Producing Xi squared distribution by Monte Carlo

[Whenry]

Hi all,

I am using a Xi squared test to for independence of two sets of categorical data.

So let's say I have a vector x1 of 1s and 0s and x2 of 1s and 0s, and I am testing to see if x1 and x2 are independent.

and let's say, for my given data, with n = 200, I have

x1=1 x1=0
x2=1 40 80
x2=0 40 40


For this particular distribution, I get a p value of 0.0184.

How can I 'verify' this using monte carlo method?

I tired two ways so far.

First I calculated, from above, P(x2|x1) = 0.5

I then randomly generated 10000 above tables with p(x1=1) = 0.6 and p(x2=1) = 0.4.
I then looked for the number of groups which had P(x2|x1) > 0.5.

This didn't work...and I realized to I am not checking for the correct thing. But I am using Xi squared in the first place to see if the conditional probability is 'significant', so this should tell me something?

I tried another way in which I generated 10000 above tables, just as before.

The average of these tables is

48 72
32 48

so I looked for all the tables with

<40 >80
>40 <40


Now, one more related question is: if I find that I can reject the null hypothesis that x1 and x2 are independent. What do I use to measure accuracy of the calculated condition probability.

For example if I have x1 = [ zeros(1,998), 1,1] and x2 = [ zeros(1,998), 1,1] .

Then I find that I can reject the null hypothesis, but with what certainty can I say p(x1|x2) = 1?

Will

 

[Stephen Tashi]

For this particular distribution, I get a p value of 0.0184.

How can I 'verify' this using monte carlo method?

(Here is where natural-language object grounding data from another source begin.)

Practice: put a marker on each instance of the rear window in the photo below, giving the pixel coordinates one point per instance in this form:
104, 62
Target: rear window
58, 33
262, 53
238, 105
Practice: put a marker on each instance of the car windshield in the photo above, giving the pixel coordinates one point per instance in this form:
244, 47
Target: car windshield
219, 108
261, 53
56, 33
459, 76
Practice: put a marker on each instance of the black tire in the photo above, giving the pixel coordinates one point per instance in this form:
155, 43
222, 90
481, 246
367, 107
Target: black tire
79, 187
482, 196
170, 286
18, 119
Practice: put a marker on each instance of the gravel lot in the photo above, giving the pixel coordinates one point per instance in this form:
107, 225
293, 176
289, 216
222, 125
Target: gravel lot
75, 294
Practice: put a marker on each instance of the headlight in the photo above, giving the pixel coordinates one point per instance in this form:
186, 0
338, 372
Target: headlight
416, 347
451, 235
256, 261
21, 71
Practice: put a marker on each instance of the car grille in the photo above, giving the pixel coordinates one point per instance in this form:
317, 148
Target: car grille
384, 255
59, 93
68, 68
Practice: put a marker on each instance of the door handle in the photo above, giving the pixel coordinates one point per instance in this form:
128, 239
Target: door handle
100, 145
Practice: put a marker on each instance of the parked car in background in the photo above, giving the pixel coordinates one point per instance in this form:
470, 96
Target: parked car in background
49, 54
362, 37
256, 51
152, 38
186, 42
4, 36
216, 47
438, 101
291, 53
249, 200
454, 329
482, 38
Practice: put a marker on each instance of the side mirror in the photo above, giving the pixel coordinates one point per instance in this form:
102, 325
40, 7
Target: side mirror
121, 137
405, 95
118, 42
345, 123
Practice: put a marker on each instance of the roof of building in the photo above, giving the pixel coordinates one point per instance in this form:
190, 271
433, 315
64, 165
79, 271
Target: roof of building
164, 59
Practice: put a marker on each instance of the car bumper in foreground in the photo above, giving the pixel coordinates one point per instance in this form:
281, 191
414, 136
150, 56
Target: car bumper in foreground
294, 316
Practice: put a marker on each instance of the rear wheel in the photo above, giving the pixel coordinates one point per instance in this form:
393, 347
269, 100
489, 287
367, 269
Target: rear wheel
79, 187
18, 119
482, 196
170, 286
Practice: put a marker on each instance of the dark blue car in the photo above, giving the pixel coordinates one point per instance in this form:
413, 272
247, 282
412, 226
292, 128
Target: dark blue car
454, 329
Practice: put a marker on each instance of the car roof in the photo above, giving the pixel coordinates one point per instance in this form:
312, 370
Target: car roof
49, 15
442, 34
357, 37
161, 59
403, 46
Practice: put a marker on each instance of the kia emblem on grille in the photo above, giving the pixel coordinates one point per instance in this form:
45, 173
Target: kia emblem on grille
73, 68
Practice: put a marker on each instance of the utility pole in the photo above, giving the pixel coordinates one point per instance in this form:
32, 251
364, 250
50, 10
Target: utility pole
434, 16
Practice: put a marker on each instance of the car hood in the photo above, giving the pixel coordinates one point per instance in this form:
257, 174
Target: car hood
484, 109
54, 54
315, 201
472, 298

This is a good question. I find that writing a simulation (or just thinking about how to do it) clarifies problems in probability.

The simplistic answer is:
1) Compute the value \chi_{data} of chi_square statistic on the test data you have
2) Simulate the generation of other test data under the assumption of the "null hypothesis" many times and compute the value of the chi_square statistic on each of these simulated data sets.
3) Compute what fraction of the chi_square statistics of the simulated data sets are greater than or equal to \chi_{data}. See if that is approximately 0.0184


The difficulty is determining what it means to simulate the tests data under the assumption of the null hypothesis. Your examples involve assumptions about conditional probability. I don't know exactly how you implemented these assumptions.
Nor do I profess to remember exactly how people who do chi-squared tests state the null I hypothesis if they are pressed to state it precisely, so all I can tell you is my guess about this.

For the data table:
_________X1=1___X1=0
X2 = 1 ---40---------80
X2 = 0 ---40---------40

I think the null hypothesis assumes that X1 will be 1 in 80 cases, that X1 will be 0 in 120 cases, that X2 will be 1 in 120 cases and that X2 will be 0 in 80 cases. Subject to those constraints, we randomly assign the cases to the 4 cells in the data table.

This is different than assuming probabilities such as P(X =1). If we said P(X=1) = 80/200 then in simulating 200 cases, we might not get exactly 80 cases where X = 1

In expositions of the chi-square test, one often reads that the null hypothesis is merely about the independence of two events. If that were true then all it would tell us in this problem is things like P(X1=1 and X2=1) = P(X1=1)P(X2=1) and it wouldn't tell us the values of these probablities. I think the proper statement of the null hypothesis is that we assume that the "marginal frequencies" of data table come out as observed. For example we assume X1 will be 1 in 80 cases. This is much more restrictive assumption that assuming that the marginal frequences are equal to the true probabilities of events such as X1=1.

So, how shall we fill the cells of the table "randomly" but still make it come out so the marginal totals are fixed?

Also, the chi-squared statistic requires that we know the expected frequency for each cell in the table. What are the expected frequencies for each cell?